The line-up of short plays features work from both established and emerging playwrights.

By: Mar. 17, 2026
INK Festival Reveals Full 10th Anniversary Season  Image

The full programme of artists and plays has now been announced for INK Festival's 10th anniversary celebration. The line-up of short plays features work from both established and emerging playwrights. From the festival's beginnings as a showcase of just 15 plays, it has grown into a nationally recognised celebration of short-form storytelling and is the world's largest producer of short plays - vibrant, inventive and accessible. From radio plays to family events, readings and new writing workshops, the festival is vital in providing access to high-quality cultural experiences in areas where such opportunities may be limited.

Chosen from over 1,000 script submissions, the milestone programme will stage 70 new short plays over the course of the four-day festival. Highlights include Jonathon Sims' Trick of Light, a chilling mystery by author and creator of the hugely popular horror podcast The Magnus Archives. This will play alongside critically acclaimed Tom Hartwell's (Mind Full, The Hope Theatre; Before 30, Underbelly) comedy Proof at The Cut Studio. Renowned Canadian playwright Dave Carley will present the UK debut of a play about gluttony, Sugar Daddy alongside new writing from budding playwrights Jo McNamara, Tom Draper and JP Mannion. Each pod of shows is perfectly curated in order to provide a variety of genres and subjects, packing in a range of dynamic new theatre in an hour.

Previously announced is the INKredibles' scheme, a running initiative over the past decade of the festival where a handful of celebrated writers are invited to submit a new piece. This year's highlights include special short playwriting commissions from renowned writers Richard Curtis (Four Weddings and a Funeral, Blackadder, Bridget Jones's Diary) and Esther Freud (Hideous Kinky, The Wild, The Sea House).

Richard Curtis's Portrait will be performed twice daily throughout the festival and follows a famous actress who commissions an artist to paint her portrait for her husband's birthday. Esther Freud's Signs and Whispers centres on a couple on their way home from a magic show when a stranger from their past joins them on the Tube platform. The play will be performed at The Cut Theatre throughout the festival, with Esther also taking part in book signings and readings.

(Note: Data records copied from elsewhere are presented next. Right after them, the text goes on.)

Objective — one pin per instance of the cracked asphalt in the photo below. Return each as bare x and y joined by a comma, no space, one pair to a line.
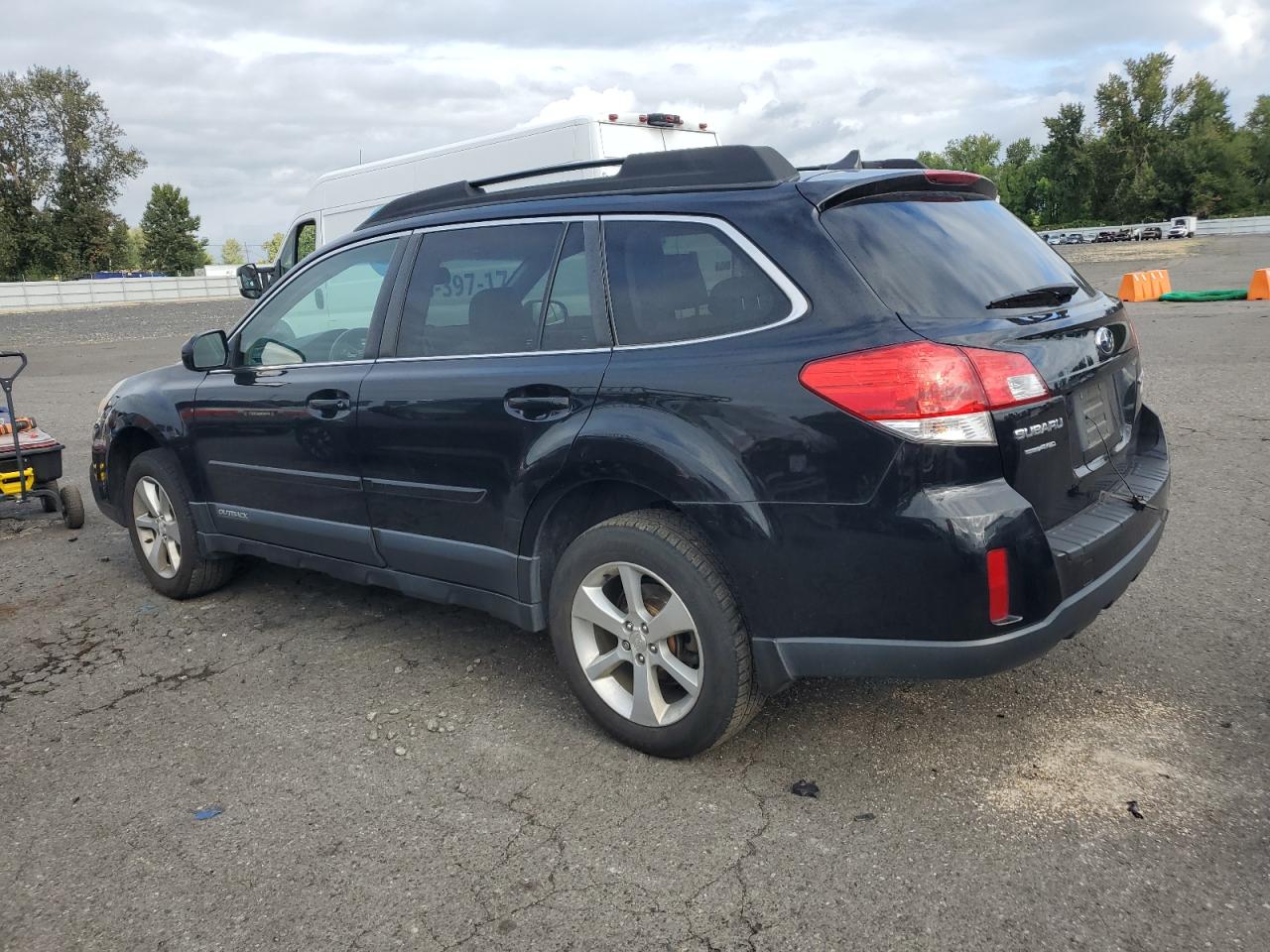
961,815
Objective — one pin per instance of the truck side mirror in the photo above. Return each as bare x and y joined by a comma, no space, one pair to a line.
250,282
206,352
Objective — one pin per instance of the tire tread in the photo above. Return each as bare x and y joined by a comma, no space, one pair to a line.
683,536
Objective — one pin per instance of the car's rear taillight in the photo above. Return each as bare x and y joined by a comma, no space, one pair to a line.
928,391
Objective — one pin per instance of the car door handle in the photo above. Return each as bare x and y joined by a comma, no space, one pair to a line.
329,408
539,403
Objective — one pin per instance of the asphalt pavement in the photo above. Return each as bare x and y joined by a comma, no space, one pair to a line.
398,774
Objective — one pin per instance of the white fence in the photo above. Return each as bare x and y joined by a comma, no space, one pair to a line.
31,295
1233,226
1259,225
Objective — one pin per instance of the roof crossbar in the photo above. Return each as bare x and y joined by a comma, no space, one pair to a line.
714,168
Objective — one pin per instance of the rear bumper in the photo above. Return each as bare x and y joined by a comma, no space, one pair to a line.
781,660
898,588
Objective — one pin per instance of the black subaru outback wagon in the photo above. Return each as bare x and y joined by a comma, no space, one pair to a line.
712,421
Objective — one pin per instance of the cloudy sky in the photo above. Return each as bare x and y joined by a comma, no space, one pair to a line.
244,104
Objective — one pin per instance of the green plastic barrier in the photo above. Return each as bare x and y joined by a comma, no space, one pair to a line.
1232,295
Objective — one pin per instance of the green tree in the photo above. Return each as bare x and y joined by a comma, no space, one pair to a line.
272,246
63,164
1256,139
169,232
232,253
1066,168
1016,177
1205,164
125,246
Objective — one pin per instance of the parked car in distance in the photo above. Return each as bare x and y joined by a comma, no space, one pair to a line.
695,419
1184,226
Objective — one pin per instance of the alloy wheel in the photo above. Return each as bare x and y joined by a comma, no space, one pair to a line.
636,644
155,524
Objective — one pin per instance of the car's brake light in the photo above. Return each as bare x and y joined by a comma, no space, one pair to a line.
928,391
947,177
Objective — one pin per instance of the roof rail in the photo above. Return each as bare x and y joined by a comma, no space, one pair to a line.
676,171
852,162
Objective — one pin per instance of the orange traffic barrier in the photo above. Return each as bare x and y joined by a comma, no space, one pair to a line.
1144,286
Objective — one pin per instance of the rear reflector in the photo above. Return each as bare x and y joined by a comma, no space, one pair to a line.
998,585
928,391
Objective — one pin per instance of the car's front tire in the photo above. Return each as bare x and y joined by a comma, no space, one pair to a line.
162,529
651,638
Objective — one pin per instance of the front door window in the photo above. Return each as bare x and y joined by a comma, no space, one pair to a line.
321,315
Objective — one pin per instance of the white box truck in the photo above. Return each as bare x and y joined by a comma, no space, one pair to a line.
1184,226
344,198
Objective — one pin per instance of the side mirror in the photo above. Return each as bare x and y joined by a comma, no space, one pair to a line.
250,284
206,352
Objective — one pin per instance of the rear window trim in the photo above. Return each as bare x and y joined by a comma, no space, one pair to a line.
799,304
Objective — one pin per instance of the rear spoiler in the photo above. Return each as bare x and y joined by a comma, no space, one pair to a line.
833,189
852,160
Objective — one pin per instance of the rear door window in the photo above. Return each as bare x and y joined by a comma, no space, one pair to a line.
684,280
947,257
479,291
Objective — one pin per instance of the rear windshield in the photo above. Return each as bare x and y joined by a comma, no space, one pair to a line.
947,255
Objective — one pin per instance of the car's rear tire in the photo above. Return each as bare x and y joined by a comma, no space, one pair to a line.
162,529
671,688
48,503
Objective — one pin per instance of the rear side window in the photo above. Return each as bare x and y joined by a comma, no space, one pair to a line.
683,280
479,291
947,257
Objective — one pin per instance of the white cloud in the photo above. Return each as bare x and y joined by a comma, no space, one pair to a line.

The festival, as ever, will transform Halesworth into an eclectic hub for the arts, utilising unique venues across the town. Two fantastic site-specific plays will be staged on a local bus – Jonathan McCully's tour group farce Troubled Tours and John Morris's cost-cutting comedy The Replacement Bus Driver. Five plays will also be performed in The Larder – a working food bank where audiences are encouraged to bring donations. In collaboration with the University of East Anglia's MA Scriptwriters, the plays vary from Lorna Veitch's drama about a young man in custody, 36 Hours, and Darren Robinson's airport thriller The Bureaucrats. The site-specific work is an incredibly unique element of the festival which highlights the synergy between the town and the festival.

Produced in association with INK Festival and developed in close collaboration with Suffolk County Council Public Health and the Suffolk Safeguarding Partnership, Rob John's The Drummer Boy will play at the Rifle Hall Stage throughout the festival. The play was first staged as part of the Teen Suicide Prevention Schools' Tour 2025 which uses live theatre to open essential conversations with young people about mental health, emotional wellbeing and the importance of seeking help. This sits alongside the festival's youth initiatives including a free ‘Schools' Day' on Monday 20th April which allows hundreds of students across the region to access new writing and theatre, the only one of its kind in the country.

New for 2026 and marking the festival's first-ever dedicated family show, the programme includes the magical The River Witch, written by the acclaimed Phoebe Segal. Featuring puppets, music, and a host of mystical creatures. In line with the ethos of the festival being spread across the town, the show will be whimsically staged in Halesworth's magic shop. The show will sit alongside a lovely selection of children's events from a treasure trail, kids' workshops and a free Sunday Funday on 19th April.

Alongside the short play festival, the organisation will host a vibrant programme of headline events. These include talks with award-winning authors and Bridgerton's intimacy coach, readings from stories featured in the BBC National Short Story Award, and screenings from the 2025 Suffolk Short Film Festival.

Highlights include performances from award-winning comic Alistair McGowan, Dead Ringers' Jan Ravens and Jon Culshaw, poet Luke Wright and broadcaster Di Spiers plus talks from Hugh Bonneville and Sir Tony Robinson. The festival will also host workshops for budding writers, and free youth and community events to encourage the local Suffolk community to get involved in the festival's activities.

Artistic Director of INK Festival, Julia Sowerbutts, comments, in rural Suffolk, in a few weeks' time, over four days from dawn to dark Halesworth ignites. 70 new plays, 40 actors, 10 directors, 12 venues — plus poetry, talks, workshops, youth events and celebrities that include Hugh Bonneville, Richard Curtis, Angus Deayton, Esther Freud, Luke Wright, Jan Ravens, Alistair McGowan and Sir Tony Robinson — how could I not be excited?